This blog is today less than four months old. I published the first post on September 9, and a whopping 102 more since then.That’s an average of almost one post per day, despite SVP, SauroBonn, and Christmas holiday. Where did all this come from? And how was it all received?
To my utter surprise, dinosaurpalaeo has
almost over 13,000 views by now! Close to 1,000 in September, pretty exactly 3,000 in October and 4,000 in November, and over 4,800 5,000 in December! Much of the initial rapid rise and some of the steady increase I certainly owe to the cool guys at SVPOW. They repeatedly gave me a plug, and a bunch of tip on how to improve my blogging. One of the posts they linked to, It’s time for more Plateosaurus from October 5, is the second-most popular post, with over 450 views.
Another topic that drew a lot of readers is the series of posts on my SVP talk.
I’ll have to add something on the brief mention I made about sauropods and racewalking, but that will take a lot of hard thinking. I have to be careful to restrict what I write here to things that are really included in the abstracts of talks I gave, otherwise I place my upcoming paper(s) on the topic at risk: “not novel”.
Together with the homepage (~3,850 views) these two topics make up the Top 5 posts, followed by quite a gap in popularity. Next on the list come the Encyclopedia Britannica dissections. In between them is my short discussion of the physics flop in Carpenter et al. 2011, unsurprisingly, as I advertised it on the Dinosaur Mailing List. Other popular posts include Theropod Thursday 1, 2, 5 and 6. Some other posts that I thought pretty good fall by the wayside, but that’s likely due to their early publication date.
OK, time for a nice picture!
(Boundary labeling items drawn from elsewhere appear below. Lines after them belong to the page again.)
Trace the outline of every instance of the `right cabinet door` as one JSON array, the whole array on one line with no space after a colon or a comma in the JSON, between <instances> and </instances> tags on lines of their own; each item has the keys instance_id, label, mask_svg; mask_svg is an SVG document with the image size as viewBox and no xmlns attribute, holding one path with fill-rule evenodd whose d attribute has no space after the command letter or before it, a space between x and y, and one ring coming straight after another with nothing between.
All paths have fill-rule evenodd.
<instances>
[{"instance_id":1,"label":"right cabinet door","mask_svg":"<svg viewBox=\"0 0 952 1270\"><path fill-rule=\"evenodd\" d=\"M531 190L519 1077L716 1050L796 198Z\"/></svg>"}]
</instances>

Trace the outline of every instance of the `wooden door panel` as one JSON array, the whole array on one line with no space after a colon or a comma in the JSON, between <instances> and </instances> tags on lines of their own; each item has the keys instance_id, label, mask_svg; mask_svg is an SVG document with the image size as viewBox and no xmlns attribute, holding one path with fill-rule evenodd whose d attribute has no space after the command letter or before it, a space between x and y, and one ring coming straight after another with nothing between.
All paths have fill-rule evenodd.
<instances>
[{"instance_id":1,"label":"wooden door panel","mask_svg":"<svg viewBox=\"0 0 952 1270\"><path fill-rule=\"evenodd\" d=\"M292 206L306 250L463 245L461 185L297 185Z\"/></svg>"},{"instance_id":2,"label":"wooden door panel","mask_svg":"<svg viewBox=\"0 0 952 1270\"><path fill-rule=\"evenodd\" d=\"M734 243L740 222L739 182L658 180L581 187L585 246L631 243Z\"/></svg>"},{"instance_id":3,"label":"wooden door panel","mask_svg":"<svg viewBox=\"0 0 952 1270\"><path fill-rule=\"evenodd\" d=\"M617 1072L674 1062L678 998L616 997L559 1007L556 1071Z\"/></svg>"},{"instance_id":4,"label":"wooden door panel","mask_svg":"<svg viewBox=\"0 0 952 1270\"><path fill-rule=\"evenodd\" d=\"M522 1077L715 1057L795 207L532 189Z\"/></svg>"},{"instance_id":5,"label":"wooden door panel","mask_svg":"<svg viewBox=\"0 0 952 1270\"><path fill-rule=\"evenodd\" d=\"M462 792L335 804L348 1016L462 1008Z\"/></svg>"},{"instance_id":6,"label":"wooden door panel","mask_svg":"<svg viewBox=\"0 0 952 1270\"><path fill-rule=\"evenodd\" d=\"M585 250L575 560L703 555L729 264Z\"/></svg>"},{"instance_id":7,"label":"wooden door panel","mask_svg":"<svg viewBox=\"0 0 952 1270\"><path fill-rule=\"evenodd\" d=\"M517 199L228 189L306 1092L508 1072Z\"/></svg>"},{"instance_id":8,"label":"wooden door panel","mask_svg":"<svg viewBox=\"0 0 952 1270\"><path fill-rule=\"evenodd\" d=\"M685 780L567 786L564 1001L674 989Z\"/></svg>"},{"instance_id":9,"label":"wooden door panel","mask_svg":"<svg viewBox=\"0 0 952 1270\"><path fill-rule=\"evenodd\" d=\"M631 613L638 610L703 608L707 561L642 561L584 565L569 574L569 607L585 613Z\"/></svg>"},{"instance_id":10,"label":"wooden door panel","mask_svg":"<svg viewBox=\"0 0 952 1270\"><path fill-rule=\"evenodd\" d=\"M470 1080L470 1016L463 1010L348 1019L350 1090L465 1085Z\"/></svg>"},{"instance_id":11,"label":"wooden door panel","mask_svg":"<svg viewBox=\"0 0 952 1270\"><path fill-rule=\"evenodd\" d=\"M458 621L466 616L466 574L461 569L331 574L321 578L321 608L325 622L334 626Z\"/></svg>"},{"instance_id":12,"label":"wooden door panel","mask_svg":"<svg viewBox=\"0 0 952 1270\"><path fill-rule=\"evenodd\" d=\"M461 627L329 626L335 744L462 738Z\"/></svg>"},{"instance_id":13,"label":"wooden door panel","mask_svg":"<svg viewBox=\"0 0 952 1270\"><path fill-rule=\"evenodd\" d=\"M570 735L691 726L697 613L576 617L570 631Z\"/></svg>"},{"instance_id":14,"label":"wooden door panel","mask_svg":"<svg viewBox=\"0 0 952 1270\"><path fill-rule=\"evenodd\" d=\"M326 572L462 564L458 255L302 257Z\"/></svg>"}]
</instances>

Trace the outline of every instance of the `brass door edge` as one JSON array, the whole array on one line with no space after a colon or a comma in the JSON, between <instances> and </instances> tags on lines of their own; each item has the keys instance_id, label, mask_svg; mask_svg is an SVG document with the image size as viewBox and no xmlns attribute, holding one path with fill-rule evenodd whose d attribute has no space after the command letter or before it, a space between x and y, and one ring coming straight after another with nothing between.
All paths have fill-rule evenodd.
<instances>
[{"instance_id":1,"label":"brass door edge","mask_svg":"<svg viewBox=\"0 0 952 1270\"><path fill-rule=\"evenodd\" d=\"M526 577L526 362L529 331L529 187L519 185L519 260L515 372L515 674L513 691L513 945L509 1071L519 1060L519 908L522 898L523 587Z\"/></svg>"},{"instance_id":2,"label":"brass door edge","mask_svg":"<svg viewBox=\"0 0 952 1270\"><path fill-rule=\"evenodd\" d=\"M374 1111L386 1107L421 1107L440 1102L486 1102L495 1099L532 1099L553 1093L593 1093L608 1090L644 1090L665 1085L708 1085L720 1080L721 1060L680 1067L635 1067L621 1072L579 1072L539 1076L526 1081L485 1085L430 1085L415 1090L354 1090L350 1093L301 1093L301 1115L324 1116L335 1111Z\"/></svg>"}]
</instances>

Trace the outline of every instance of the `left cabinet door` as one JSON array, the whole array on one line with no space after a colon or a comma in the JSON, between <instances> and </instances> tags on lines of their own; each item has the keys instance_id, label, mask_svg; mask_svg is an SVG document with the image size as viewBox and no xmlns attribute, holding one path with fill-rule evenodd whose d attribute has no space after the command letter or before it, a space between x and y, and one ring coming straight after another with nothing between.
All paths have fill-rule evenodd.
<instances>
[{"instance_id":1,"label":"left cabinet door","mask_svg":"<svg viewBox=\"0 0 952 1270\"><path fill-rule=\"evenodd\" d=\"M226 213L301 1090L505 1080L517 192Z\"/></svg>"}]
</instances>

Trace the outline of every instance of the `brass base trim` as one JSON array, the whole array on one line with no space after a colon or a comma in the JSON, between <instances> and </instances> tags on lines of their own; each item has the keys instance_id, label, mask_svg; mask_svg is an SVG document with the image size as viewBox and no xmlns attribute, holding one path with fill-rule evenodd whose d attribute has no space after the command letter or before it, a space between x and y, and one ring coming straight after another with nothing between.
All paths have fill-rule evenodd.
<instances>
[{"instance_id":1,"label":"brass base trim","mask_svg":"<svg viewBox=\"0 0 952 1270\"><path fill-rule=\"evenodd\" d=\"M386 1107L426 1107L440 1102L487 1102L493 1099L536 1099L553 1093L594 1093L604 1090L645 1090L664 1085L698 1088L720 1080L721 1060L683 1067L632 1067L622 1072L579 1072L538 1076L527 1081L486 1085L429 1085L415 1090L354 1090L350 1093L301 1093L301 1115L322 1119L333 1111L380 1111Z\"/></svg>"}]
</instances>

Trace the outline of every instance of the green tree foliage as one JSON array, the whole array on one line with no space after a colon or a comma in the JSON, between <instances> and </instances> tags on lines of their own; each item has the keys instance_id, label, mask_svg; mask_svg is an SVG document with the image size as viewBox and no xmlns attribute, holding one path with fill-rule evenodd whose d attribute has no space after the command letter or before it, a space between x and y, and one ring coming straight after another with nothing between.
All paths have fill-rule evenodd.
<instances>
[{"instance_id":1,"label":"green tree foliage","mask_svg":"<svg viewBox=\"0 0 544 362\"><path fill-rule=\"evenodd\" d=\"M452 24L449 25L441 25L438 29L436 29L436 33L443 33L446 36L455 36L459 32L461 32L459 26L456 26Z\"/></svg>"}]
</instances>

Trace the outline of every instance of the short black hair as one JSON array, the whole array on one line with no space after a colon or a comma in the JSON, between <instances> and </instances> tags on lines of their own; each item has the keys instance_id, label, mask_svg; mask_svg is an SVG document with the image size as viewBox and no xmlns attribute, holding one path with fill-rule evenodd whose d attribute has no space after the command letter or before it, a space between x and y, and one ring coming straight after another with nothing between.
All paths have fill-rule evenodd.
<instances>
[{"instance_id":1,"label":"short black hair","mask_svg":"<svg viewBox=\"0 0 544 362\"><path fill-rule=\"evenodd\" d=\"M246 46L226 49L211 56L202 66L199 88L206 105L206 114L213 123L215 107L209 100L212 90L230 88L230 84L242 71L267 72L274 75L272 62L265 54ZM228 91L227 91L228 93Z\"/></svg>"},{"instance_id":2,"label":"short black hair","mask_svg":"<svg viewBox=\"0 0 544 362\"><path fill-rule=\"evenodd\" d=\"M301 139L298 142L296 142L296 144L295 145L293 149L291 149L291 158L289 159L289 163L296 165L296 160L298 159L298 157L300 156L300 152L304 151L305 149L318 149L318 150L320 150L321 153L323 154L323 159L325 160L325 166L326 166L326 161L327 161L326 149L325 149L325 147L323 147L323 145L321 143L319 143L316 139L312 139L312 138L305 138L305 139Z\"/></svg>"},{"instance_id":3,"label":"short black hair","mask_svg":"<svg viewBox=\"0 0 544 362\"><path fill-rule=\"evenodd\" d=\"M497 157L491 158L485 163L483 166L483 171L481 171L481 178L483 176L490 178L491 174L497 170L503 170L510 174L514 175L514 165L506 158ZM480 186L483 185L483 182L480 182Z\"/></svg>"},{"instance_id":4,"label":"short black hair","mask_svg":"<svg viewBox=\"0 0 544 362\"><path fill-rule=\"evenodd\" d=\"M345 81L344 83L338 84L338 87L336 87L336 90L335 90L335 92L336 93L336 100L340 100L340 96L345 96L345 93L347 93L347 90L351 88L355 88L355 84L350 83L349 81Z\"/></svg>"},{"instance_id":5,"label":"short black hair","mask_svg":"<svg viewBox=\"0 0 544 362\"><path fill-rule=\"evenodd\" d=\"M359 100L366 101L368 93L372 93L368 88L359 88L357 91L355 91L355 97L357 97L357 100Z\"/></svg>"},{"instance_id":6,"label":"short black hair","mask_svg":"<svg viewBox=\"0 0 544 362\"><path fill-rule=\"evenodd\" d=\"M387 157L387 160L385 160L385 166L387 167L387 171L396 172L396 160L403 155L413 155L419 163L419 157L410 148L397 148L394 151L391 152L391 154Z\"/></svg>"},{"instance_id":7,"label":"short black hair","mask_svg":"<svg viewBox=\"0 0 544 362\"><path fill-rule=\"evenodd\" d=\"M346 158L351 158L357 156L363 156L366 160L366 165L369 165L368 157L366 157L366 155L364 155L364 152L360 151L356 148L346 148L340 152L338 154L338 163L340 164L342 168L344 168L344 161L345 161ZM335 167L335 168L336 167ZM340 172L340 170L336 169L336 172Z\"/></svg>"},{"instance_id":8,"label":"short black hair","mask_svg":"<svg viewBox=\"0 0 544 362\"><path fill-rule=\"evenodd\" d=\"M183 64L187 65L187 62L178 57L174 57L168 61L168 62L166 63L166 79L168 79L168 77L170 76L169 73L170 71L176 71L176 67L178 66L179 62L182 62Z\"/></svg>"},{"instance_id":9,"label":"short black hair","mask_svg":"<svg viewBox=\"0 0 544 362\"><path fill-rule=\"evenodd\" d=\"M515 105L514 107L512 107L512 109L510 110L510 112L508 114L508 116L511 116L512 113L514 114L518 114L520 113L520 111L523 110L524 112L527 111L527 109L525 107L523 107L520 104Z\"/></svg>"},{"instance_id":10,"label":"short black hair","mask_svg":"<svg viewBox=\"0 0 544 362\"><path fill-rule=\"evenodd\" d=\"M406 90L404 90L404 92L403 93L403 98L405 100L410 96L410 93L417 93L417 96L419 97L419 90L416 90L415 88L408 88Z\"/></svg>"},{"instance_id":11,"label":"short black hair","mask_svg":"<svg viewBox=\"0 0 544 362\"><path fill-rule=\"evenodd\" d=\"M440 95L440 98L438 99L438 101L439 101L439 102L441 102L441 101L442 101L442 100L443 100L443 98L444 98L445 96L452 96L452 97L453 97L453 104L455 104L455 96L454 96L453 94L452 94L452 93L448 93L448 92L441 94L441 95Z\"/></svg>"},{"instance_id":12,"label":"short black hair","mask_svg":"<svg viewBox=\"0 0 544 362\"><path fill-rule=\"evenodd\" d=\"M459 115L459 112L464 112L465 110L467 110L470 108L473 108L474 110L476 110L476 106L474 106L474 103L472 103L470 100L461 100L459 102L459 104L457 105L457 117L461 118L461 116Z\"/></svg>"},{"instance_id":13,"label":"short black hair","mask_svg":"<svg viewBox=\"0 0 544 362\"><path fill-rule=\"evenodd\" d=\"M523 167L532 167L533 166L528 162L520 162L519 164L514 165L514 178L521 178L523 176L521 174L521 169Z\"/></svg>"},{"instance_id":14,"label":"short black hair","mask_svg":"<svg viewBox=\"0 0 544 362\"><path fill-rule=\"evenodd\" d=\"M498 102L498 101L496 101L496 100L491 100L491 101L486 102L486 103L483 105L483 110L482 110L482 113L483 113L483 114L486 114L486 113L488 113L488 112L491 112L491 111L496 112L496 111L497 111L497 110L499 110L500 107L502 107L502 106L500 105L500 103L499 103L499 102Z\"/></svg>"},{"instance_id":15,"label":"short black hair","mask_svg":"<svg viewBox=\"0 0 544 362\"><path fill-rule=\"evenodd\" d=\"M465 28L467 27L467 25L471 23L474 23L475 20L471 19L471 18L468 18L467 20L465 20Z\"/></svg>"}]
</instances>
The coolest one I posted is, I guess, this one:
An anterior view of the MFN’s Giraffatitan mount (panorama image created in hugin).
The Media Library says that I uploaded over 350 MB worth of pictures, 242 in all. I guess it is time to have a reader poll on best and worst image while the total number is still small enough.
What’s kinda fun to check out is the search terms that brought people here. “heinrich mallison blog” is first on the list, and “heinrich mallison” is third. To my utter surprise, “dinohyus” is second. Weird search terms include “ugly beast”, “ugly giraffe”, “scaling a horse”, “brown black striped mammal” (what post of mine on earth did this yield???), “glass caps”, “momy lionel”, “far away stuff”, and so on. “blof” seems to be a common way to misspell “blog” (no surprise), and a lot of people apparently search the net for “dinosa”. And someone wanted to learn “how to say kentrosaurus”.
So what’s in store for dinosaurpalaeo? I’ll keep things they way they are: I’ll post what comes to my mind, I’ll happily stick to the blog subheading about rants and raves (more of the former) about dinosaurs and stuff (again, more of the former) as it gives me so much leeway, and I’ll probably slow down a lot. To be honest, I am slowly running out of good dinosaur photos to show, I guess I have enough for some 50 or so more posts at most. You can expect a few more “how to” posts, and you can expect to get bored stiff whenever my next paper comes out: I’ll be blogging about it from sunrise to sundown for a whole months 😉
That said, I’d appreciate feedback! My posts get very few comments, so speak up!
With that, let me wish all of you a happy new year 🙂
Maybe you should consider doing a dinohyus special. That will rake in them eyeballs! 🙂
All the best in 2012!
I’d comment more often, but I’m not a scientist myself and am mindful of Mark Twain’s dictum about it being better to be silent and be thought a fool than to open one’s mouth and remove all doubt.
dinosaurpalaeo is an excellent blog and you do fascinating work. The bit about the articular cartilage in (non-avian) dinosaurs likely being thicker than in mammals that had been used in modelling dino movement (because it is in birds and crocodiles) may be the coolest single thing I’ve learned in the past year.
BTW, as I recall, I found your blog searching on your name thanks to the Kentrosaurus post Darren Naish did at TetZoo and your lively comments there.
And the Giraffatitan pic is awesome, especially because you posted it at a size that required a lot of scrolling to get to the bottom of. No small scale pic could convey the sense of that awesome neck going on forever.